ささやかな美しさ
私にとって心躍るようなものとの出逢いはいつもたいてい印象的だ。
その瞬間から恋に落ちたようにしばらく似たようなものを探し続けたりする。
ところがこれとは反対に、じんわりいいなと感じるものというのは、気がついた時には小さくハッとするのだが、すぐさま胸の小箱にしまいこまれ、なにがどう良かったのが自分でもしばらくよくわからないでいる。

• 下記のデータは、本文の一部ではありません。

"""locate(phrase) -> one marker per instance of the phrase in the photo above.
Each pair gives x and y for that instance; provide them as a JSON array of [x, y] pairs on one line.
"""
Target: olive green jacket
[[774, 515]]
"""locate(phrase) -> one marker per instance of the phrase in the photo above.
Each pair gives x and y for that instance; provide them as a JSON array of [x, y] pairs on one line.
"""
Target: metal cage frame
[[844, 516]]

私がいいなと感じるものはとても目立たないものが多いのだ。
ぱっとみて主張がないようにみえるようなものがとても美しいように感じる。
例えばヘッダーにお借りした写真。
誰かが落とした帽子を
誰かが地面から拾い上げ
柵に引っ掛けてある。
こういう落とし物を交番に届けたり
学校に届けたりする親切もある。
一方で帽子をなくした子どもが気がついてすぐさま道を引き返してくることもあるのだから、一旦ここに置いて様子をみようという親切もある。
なんにも言わずに拾い上げ、
柵にかけて、翌日帽子がなくなったのをみてニコッと笑う。
そんなおばあさんをみかけるといいなと思う。
そんな人はなんにも言わない。
他の人と世間話しながら
手に持つ傘でヒョイと拾い上げ
何気なく柵に引っ掛けて、
多分引っ掛けたことも
忘れているようなおじいさんも
イカすなあ!と思う。
本人や家族が
落とし物をたくさんしたから
できるようになったのかなぁ?
あ、横道それた。
決してウキウキはしたりしないのだけど、いつのまにか頻繁に袖を通している服は当たり前みたいなデザインが多い。
とりたてた模様もない土を焼いただけみたいな花入れが、実は道端の草花を1番引き立ててくれたりもする。

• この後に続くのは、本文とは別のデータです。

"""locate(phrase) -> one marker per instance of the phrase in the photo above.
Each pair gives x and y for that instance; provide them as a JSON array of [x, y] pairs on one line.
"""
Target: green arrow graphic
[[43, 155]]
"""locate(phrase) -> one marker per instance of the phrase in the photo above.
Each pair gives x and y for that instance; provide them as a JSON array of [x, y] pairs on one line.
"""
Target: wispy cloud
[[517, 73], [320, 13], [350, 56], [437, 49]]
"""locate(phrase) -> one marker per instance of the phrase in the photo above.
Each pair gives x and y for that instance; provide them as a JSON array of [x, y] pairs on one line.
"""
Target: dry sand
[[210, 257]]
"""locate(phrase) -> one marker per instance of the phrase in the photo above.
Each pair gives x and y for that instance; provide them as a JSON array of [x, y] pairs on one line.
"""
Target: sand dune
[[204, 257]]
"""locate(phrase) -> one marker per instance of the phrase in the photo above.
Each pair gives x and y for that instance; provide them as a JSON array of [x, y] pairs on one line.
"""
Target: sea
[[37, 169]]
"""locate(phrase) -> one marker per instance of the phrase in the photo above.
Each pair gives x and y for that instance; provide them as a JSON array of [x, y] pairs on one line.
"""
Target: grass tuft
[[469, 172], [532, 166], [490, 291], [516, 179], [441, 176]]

身近にあるのにけっこういいものもほんとに目立たないから、ひとつひとつみつけていくしかない。
ワクワク心惹かれるものにあわせて
私はじんわり良いなと思ってくるようなものもたくさんみつけたいと思う。
何ものでもないことを
受け入れている私からみると
こういった
なんでもないようなことも
世界を支えているように感じる
のはとても嬉しいことなのだ。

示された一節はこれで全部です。